The tyranny of software updates
There you are, sitting at your desk. Your thoughts are coming alive on the glowing display in front of you, brought into existence by your fingers effortlessly running across the keyboard. The outside world has become a distant memory – even the music flowing into your ears from your headphones has grown muffled and removed.
You are in flow.
Suddenly an unexpected idea spawns in your head. This idea must be preserved and dealt with, but you can’t risk losing your flow, so you quickly launch your favorite notes application to jot the idea down before it escapes the grasp of your mind.
A new version of UberNotesMaster is available, would you like to download it now?

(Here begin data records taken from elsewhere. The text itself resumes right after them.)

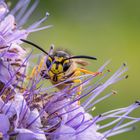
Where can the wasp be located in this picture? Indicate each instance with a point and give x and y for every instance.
(61, 66)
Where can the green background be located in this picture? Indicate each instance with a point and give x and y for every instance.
(107, 29)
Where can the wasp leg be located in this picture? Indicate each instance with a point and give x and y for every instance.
(36, 70)
(78, 73)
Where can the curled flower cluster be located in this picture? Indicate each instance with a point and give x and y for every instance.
(38, 114)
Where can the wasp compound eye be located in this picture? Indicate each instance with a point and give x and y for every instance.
(66, 66)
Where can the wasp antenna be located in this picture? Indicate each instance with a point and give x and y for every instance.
(52, 46)
(82, 56)
(36, 46)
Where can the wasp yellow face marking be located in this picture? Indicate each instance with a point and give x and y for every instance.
(57, 68)
(58, 59)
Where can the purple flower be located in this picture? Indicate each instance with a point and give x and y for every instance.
(39, 114)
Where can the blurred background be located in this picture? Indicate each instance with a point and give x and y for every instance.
(107, 29)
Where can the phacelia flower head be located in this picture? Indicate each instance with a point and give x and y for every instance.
(35, 112)
(42, 115)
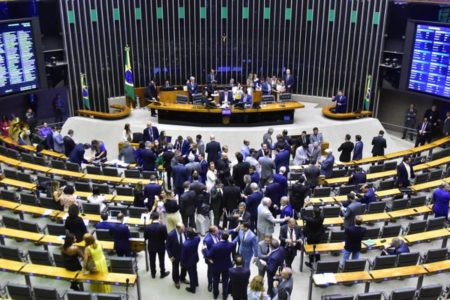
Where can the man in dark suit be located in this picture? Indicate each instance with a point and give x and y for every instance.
(150, 133)
(231, 199)
(379, 144)
(180, 175)
(77, 154)
(289, 81)
(346, 149)
(405, 173)
(121, 234)
(69, 143)
(151, 95)
(148, 158)
(239, 278)
(423, 132)
(212, 149)
(189, 258)
(291, 240)
(156, 236)
(341, 102)
(220, 258)
(272, 262)
(152, 189)
(252, 201)
(175, 240)
(239, 170)
(188, 205)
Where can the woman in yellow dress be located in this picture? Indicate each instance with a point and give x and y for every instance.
(94, 250)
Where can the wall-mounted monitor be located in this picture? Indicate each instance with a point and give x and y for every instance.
(21, 61)
(427, 58)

Stumped, you try to gauge whether the update is quick enough that you won’t lose your flow, but you have already lost. Your flow is interrupted, the idea is escaping, and your application is still not updated.

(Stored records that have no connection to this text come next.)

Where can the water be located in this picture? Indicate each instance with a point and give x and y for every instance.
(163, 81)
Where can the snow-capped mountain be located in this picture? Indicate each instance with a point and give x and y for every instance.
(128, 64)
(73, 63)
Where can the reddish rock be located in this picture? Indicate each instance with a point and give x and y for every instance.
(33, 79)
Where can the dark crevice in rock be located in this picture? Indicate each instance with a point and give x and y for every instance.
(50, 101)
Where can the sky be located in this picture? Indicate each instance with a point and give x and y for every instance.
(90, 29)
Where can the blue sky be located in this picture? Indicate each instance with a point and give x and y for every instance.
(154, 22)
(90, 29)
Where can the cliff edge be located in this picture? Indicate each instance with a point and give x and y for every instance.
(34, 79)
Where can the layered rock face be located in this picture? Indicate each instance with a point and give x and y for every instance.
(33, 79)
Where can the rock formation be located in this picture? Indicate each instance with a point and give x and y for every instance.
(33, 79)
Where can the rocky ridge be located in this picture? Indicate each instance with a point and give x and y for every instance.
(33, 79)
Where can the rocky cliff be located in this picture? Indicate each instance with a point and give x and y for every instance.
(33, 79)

Do you prefer the plague or cholera?
Typically, when an application announces that it has a new version available, you have two options:
- Upgrade now and generally disrupt what you are doing
- Ignore and continue to run outdated, potentially buggy and insecure software, and get annoyed the next time you launch the application.
While I like upgrading my software as much as the next person, I launch an application for a reason; to use it – instead the application forces me to choose between performing the task at hand or get the latest version of the software. You know what, I want both!
Possible solutions
Update after use
Instead of asking me to update an application when I am actually trying to use it, how about dealing with the update after I am is done using the application?
This way, the upgrade dialog could appear when I quit the application, and the update would take place while I am doing my work in another application. A much smoother experience whose only interruption is easily dealt with.
It might, however, prove to be quite frustrating when you attempt to shut down your computer and all running applications want to update themselves. Also, OS X users are known to never actually shut down applications and also never restart their machines, so they would end up never updating.
Background update
A variation of the above would be to still ask me, the user, when I launch the application, but allow me to say “Yes, I want to update, please download and update in the background while I continue with my task at hand”. The actual update then happens after I quit the application, making the entire process almost invisible to me.
Out of band updates
We could also move the application update process out of the actual applications themselves. This strategy is known from the iTunes App store, where updates to all installed applications happen in the background while you’re doing other stuff. Smooth and seamless and allows you to maintain your installed software when /you/ are ready for it.
The process in itself is probably the smoothest offered, but it also bears the penalty of centralization. This software updater application somehow needs to know about all independent and unique applications you have installed and be able to update them.
Larger software vendors like Adobe have taken this approach and created their own – usually pretty crappy – updater applications. I would love to see something kickass here – preferably from the ISV community, but it could also be interesting seeing Apple build this into their own Software Updater app (or in the Windows equivalent if one exists).